36 new T-pylons between Woolavington and Loxton were energised in early 2023, meaning high voltage electricity is now running along the new T-pylons, and through cables under the Mendip Hills Area of Outstanding Natural Beauty, via the newly built substation at Sandford.
Meanwhile work began on erecting the 68 T-pylons running north of Sandford substation to Portbury. With the hanging of the final diamond insulators, those 68 structures are now complete.
All the T-pylons will be passing current by the end of 2024. Before then, conductors will be hung from the T-pylons, and the last of 249 traditional lattice pylons and 67km of overhead wires will be removed from the landscape to make way for the new electricity connection.
Roxane Fisher-Redel, Senior Project Manager for National Grid on the Hinkley Connection Project, said:
“National Grid’s T-pylons are the first new design for overhead electricity lines in over a century and will play a central role in connecting low carbon energy to millions of people when Hinkley Point C begins generation.
“Erecting all the 116 T-pylon structures is a huge milestone and now we look ahead to 2025 and full completion of this project, which will play such a key role in transmitting cleaner, homegrown energy around the UK – enough to power six million homes and businesses.”

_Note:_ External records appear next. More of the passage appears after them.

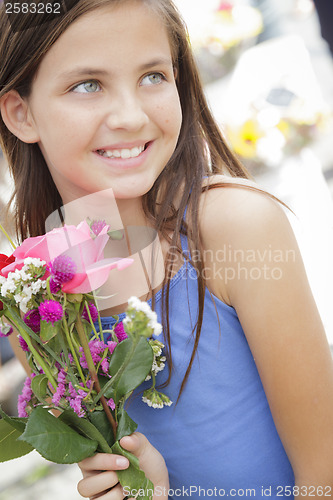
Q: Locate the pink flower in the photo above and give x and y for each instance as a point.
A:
(5, 330)
(62, 269)
(78, 244)
(32, 320)
(111, 404)
(97, 226)
(51, 311)
(23, 344)
(112, 345)
(120, 332)
(93, 313)
(25, 397)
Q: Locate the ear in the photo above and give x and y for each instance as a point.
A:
(17, 117)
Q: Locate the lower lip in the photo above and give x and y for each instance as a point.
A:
(126, 163)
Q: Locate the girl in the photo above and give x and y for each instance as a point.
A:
(107, 96)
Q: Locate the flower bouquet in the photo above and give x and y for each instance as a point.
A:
(218, 44)
(72, 404)
(277, 125)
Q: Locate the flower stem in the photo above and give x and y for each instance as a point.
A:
(3, 230)
(93, 373)
(70, 343)
(33, 351)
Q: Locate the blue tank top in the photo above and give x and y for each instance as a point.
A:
(220, 439)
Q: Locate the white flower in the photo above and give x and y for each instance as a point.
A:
(150, 403)
(34, 261)
(24, 305)
(37, 285)
(8, 286)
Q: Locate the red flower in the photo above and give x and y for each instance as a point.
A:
(5, 261)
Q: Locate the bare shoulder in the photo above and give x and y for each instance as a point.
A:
(241, 214)
(236, 201)
(254, 265)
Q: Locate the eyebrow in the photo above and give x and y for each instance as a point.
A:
(83, 71)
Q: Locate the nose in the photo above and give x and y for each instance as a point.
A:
(126, 111)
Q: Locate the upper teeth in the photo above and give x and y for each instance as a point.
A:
(121, 153)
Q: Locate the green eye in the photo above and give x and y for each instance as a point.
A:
(152, 79)
(89, 86)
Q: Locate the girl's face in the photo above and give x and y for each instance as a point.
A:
(104, 103)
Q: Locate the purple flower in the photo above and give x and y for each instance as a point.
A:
(24, 398)
(6, 330)
(63, 269)
(76, 405)
(23, 344)
(51, 311)
(112, 345)
(55, 286)
(97, 226)
(61, 389)
(75, 401)
(105, 365)
(111, 404)
(32, 320)
(97, 347)
(93, 313)
(120, 332)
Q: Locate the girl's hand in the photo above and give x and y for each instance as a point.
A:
(100, 477)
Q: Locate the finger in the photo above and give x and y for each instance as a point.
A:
(136, 443)
(101, 462)
(102, 485)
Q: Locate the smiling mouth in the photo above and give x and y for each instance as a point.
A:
(122, 153)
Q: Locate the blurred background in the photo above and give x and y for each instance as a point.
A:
(267, 69)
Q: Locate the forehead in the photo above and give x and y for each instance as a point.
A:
(124, 33)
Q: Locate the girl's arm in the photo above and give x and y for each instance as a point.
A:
(103, 483)
(274, 303)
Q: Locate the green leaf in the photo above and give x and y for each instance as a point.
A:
(126, 425)
(133, 478)
(129, 366)
(55, 440)
(87, 428)
(39, 386)
(48, 331)
(75, 298)
(71, 313)
(101, 422)
(16, 422)
(9, 446)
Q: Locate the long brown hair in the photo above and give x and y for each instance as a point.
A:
(200, 151)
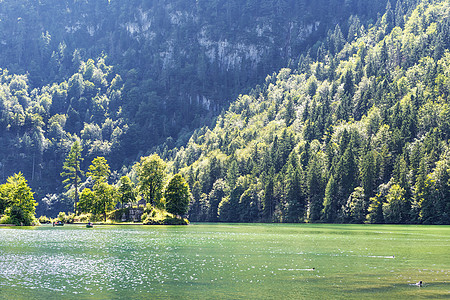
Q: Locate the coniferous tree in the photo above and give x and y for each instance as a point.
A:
(151, 172)
(72, 171)
(177, 195)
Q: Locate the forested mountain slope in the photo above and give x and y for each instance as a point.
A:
(126, 76)
(181, 60)
(362, 135)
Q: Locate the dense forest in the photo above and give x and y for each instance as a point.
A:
(354, 129)
(125, 77)
(356, 136)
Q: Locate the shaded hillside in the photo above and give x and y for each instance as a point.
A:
(357, 136)
(181, 61)
(125, 76)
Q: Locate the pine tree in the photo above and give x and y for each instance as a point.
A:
(72, 172)
(177, 195)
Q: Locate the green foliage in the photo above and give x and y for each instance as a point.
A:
(396, 209)
(151, 171)
(155, 216)
(359, 135)
(127, 193)
(72, 172)
(18, 201)
(44, 220)
(99, 170)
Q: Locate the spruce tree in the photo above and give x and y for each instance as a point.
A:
(72, 172)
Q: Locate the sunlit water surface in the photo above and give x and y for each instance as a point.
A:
(225, 261)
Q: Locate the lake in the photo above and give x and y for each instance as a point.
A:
(225, 261)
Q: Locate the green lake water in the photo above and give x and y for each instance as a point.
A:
(225, 261)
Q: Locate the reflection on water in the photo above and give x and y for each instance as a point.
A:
(224, 261)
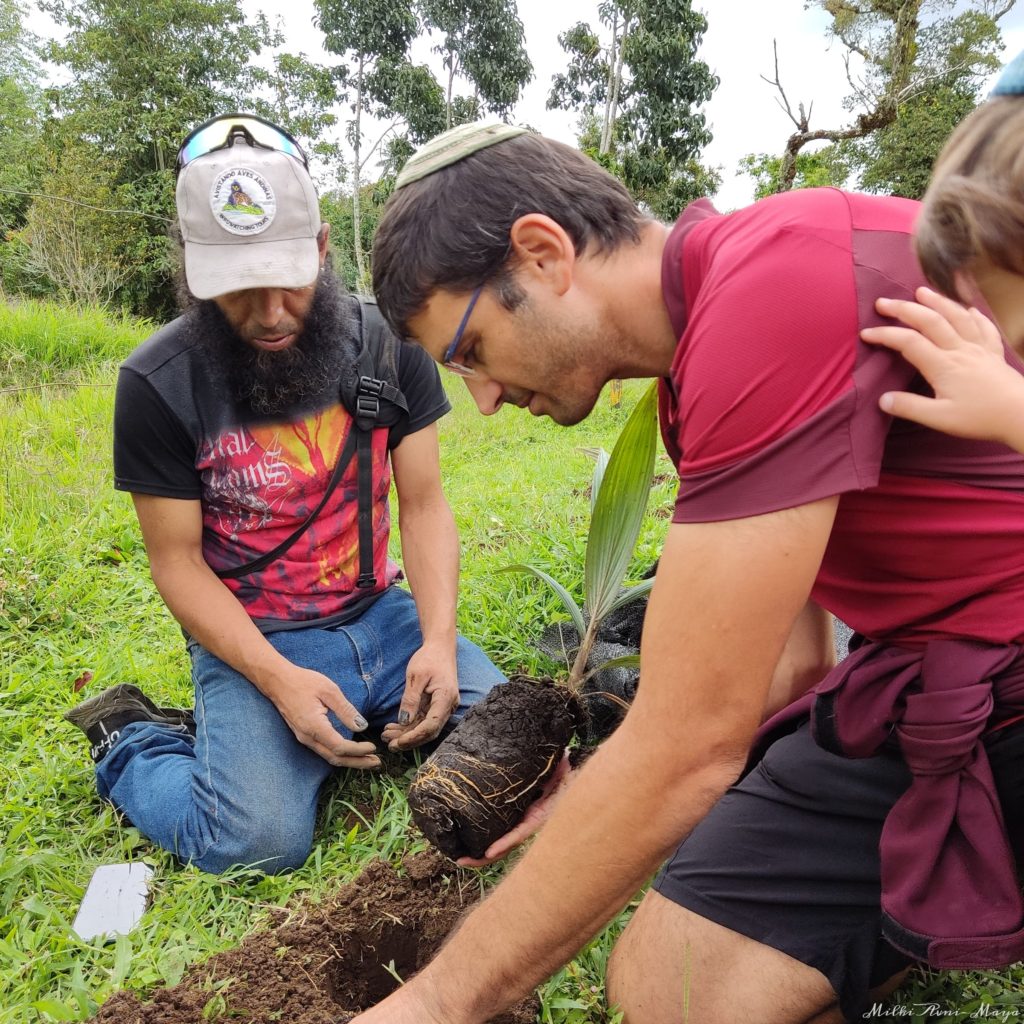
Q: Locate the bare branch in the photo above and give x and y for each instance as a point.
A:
(882, 110)
(801, 123)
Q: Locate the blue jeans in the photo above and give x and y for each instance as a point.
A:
(244, 791)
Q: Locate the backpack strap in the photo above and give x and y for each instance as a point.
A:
(370, 392)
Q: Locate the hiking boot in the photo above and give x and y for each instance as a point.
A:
(101, 718)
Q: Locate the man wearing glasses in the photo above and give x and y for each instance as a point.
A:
(258, 443)
(877, 824)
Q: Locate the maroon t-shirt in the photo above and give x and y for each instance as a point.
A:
(772, 402)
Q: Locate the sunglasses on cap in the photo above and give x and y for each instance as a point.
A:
(221, 131)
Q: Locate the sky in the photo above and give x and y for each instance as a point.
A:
(743, 112)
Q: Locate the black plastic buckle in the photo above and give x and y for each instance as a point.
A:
(367, 407)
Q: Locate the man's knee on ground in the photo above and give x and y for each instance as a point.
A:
(272, 847)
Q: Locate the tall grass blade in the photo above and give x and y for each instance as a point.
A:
(628, 594)
(566, 598)
(620, 507)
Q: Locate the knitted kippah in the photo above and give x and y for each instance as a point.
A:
(1011, 82)
(453, 145)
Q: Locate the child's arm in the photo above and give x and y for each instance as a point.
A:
(960, 352)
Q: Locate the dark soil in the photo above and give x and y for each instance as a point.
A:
(327, 962)
(478, 783)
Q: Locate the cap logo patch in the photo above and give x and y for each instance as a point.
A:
(243, 202)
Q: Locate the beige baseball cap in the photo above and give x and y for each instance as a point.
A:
(249, 218)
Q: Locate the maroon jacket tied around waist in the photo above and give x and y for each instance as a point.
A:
(949, 889)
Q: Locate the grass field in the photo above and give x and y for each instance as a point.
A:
(76, 597)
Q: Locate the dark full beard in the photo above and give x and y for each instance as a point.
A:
(294, 379)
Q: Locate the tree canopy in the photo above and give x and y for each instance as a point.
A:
(640, 88)
(914, 70)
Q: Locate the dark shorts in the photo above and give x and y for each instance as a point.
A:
(790, 856)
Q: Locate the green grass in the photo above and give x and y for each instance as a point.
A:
(75, 596)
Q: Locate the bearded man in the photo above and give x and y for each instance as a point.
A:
(258, 442)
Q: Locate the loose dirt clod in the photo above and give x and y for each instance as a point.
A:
(478, 783)
(328, 962)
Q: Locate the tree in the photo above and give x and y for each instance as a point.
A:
(640, 95)
(829, 166)
(908, 71)
(955, 54)
(20, 120)
(373, 32)
(483, 42)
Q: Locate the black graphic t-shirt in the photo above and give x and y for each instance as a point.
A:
(178, 434)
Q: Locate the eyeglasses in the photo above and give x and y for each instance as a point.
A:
(449, 361)
(220, 132)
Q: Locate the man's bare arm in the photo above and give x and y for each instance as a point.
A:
(430, 557)
(807, 657)
(725, 601)
(173, 532)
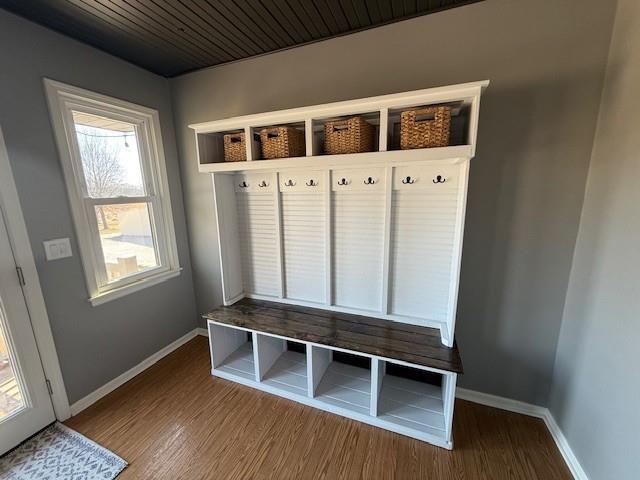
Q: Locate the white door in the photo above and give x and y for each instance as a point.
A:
(25, 404)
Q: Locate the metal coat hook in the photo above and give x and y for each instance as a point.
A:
(439, 179)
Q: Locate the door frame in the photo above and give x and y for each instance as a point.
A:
(19, 239)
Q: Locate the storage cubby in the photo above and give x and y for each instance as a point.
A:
(232, 351)
(459, 130)
(414, 399)
(257, 147)
(281, 364)
(372, 118)
(343, 380)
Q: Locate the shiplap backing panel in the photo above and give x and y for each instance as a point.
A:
(423, 226)
(303, 239)
(358, 242)
(257, 229)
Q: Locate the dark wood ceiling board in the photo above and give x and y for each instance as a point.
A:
(350, 13)
(270, 23)
(122, 23)
(156, 17)
(200, 31)
(362, 13)
(310, 14)
(385, 10)
(219, 18)
(410, 7)
(209, 30)
(374, 11)
(290, 20)
(252, 25)
(333, 9)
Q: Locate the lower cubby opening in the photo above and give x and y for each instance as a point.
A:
(232, 351)
(282, 364)
(345, 382)
(412, 398)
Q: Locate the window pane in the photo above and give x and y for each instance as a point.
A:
(10, 396)
(110, 156)
(127, 239)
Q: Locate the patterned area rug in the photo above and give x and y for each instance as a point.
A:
(59, 453)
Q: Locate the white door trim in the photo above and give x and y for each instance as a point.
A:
(19, 238)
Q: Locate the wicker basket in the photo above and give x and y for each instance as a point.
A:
(351, 135)
(234, 147)
(432, 131)
(282, 142)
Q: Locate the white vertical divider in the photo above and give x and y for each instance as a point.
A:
(308, 136)
(224, 341)
(386, 260)
(328, 236)
(250, 145)
(266, 350)
(384, 130)
(279, 239)
(318, 360)
(378, 368)
(448, 335)
(449, 381)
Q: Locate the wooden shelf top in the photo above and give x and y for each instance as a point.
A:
(393, 340)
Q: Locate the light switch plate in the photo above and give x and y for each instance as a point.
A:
(57, 248)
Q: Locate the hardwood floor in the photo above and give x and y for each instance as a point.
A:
(176, 421)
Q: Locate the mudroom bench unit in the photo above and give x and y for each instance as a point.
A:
(388, 374)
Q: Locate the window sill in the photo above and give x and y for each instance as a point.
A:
(116, 293)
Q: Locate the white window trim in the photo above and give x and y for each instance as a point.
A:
(62, 99)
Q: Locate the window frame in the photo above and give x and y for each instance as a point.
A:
(63, 100)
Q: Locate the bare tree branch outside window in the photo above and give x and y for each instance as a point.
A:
(103, 171)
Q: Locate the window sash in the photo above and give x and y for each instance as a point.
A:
(63, 100)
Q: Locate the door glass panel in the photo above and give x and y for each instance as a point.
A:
(128, 242)
(110, 156)
(11, 398)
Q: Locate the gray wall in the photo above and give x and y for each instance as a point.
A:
(546, 63)
(596, 388)
(95, 344)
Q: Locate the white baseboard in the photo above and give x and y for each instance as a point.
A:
(533, 411)
(109, 387)
(203, 332)
(462, 393)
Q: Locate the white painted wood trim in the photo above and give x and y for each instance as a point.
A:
(368, 159)
(537, 411)
(110, 386)
(19, 237)
(394, 100)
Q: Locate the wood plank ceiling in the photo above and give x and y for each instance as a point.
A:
(171, 37)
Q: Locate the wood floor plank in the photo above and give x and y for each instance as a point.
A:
(176, 421)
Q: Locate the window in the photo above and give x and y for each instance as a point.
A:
(113, 162)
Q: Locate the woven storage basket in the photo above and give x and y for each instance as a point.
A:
(234, 147)
(431, 132)
(351, 135)
(282, 142)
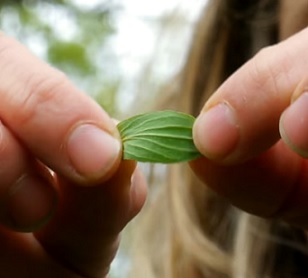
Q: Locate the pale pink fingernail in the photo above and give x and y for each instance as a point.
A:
(92, 151)
(294, 125)
(216, 131)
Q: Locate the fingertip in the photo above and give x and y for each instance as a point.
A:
(216, 132)
(293, 126)
(93, 152)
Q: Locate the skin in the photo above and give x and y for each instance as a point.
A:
(253, 130)
(65, 193)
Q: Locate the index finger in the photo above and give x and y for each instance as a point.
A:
(58, 123)
(242, 118)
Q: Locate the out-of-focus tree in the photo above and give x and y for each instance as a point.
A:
(70, 37)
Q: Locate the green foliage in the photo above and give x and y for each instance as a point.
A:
(158, 137)
(70, 56)
(76, 54)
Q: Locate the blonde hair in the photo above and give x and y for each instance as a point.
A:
(186, 230)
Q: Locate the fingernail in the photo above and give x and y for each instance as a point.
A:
(29, 204)
(216, 132)
(293, 125)
(92, 151)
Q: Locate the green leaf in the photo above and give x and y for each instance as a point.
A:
(158, 137)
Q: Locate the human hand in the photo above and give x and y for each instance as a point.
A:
(78, 209)
(253, 132)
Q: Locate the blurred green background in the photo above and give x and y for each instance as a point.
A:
(120, 52)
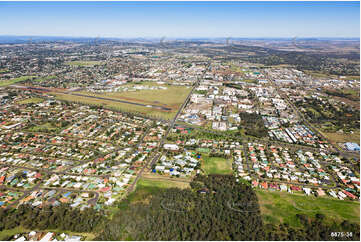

The T-pylons were designed in response to community feedback. They are intended reduce the visual impact of transmission lines over its 57 kilometre connection route.
At 35m high, they are a third shorter than National Grid’s traditional lattice transmission pylons and take up less room on the land.
The new arrivals replace the old four-footed lattice, little changed since it won a competition run by the Central Electricity Board in 1927.
The classic design was submitted by Milliken Brothers, an US engineering firm, and chosen by architect Sir Reginald Blomfield, designer of London’s Lambeth Bridge.
Derived from ‘pyle’, the Greek word for ‘gate’, the first pylons were impressive obelisk-shaped towers guarding temple entrances in ancient Egypt.
British transmission engineers prefer to know the steel skeletons as suspension, tension or transmission towers.
Proving that the US and the UK are nations “divided by a common tongue”, west of the Atlantic ‘pylons’ are traffic cones.